It was my lot yesterday to travel into central London in order to attend the annual lunch of an esteemed organisation with friends in high places. The venue was ancient, sophisticated and impressive and the lunch excellent in both quality and service for such a number. Many of those attending, all eminent men, had a career in common those this was unconnected with the purpose of the organisation in question.
I had been unaware in advance that there was to be a guest speaker – yet another distinguished individual whom I did not know and had never set eyes upon previously.
At the appropriate moment – just as the desserts were being served, it being explained that time was relatively short if we were all to get away by our advertised time – he was introduced and spoke for about twenty minutes before taking a few questions.
In all, I should estimate, I did not hear more than about 40% of what he said.
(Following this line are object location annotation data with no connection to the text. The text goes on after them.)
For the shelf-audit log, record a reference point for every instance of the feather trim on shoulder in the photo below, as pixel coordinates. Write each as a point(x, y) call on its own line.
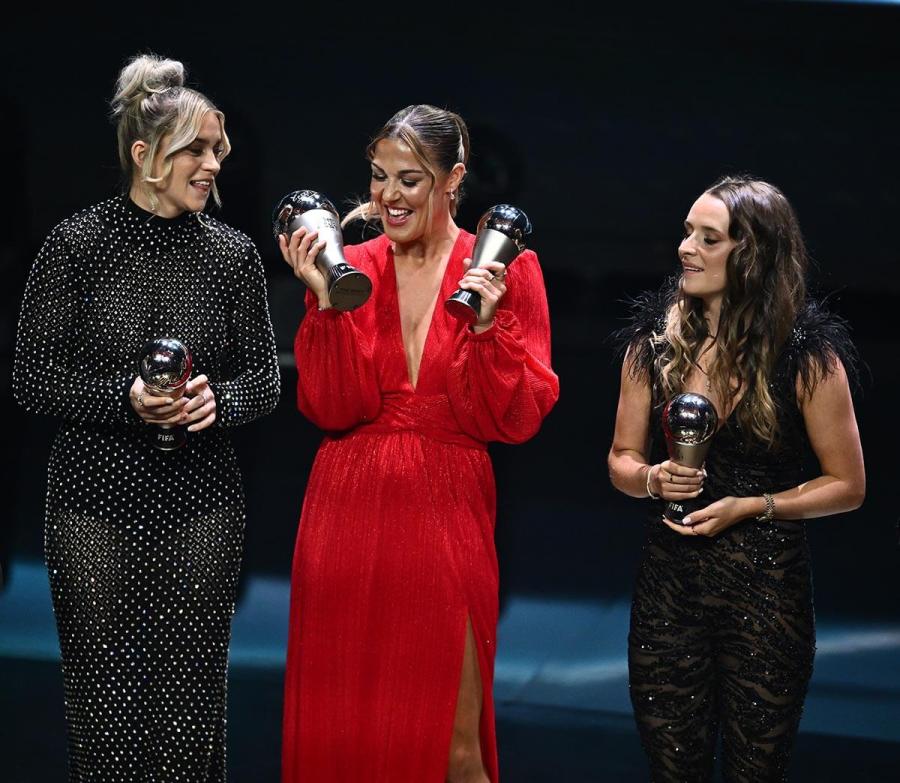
point(646, 320)
point(819, 337)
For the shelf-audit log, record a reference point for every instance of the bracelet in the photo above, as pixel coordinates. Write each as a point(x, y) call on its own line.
point(769, 514)
point(650, 493)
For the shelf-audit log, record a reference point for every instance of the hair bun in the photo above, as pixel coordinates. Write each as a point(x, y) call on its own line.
point(144, 75)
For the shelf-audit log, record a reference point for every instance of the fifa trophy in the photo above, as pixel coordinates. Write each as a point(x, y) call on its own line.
point(689, 422)
point(348, 288)
point(500, 237)
point(165, 367)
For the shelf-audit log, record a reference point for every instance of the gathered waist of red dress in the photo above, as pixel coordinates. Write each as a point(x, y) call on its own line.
point(429, 415)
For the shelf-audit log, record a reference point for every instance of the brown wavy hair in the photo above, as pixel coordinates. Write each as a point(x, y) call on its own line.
point(765, 290)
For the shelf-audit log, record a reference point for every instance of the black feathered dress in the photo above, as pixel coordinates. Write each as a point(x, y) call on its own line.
point(722, 632)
This was caused by a combination of his slightly ‘softer than ideal’ voice, his lack of projection and the fact that the assembled were all sitting at as long and thin refectory-style table of which I and those around me were down at the extremity of one end.
Although our speaker did swing his head slowly around the room from time to time as he spoke it was damned difficult to catch more than a hint of his pearls of wisdom [and here to use a garden hose analogy to make my point] whenever he was aiming his nozzle directly out in front of him and/or indeed in the direction of the extremity at the other end of the table.
Whilst not exactly frustrated afterwards – I’m not sure in this case that I was that especially interested in his topic de jour – it does sometimes make me wonder why people who are going to invite a guest speaker – or indeed accept an invitation to be one – don’t think such straightforward practical issues through properly in advance and (for example) accordingly speak louder, project better, or simply use a microphone.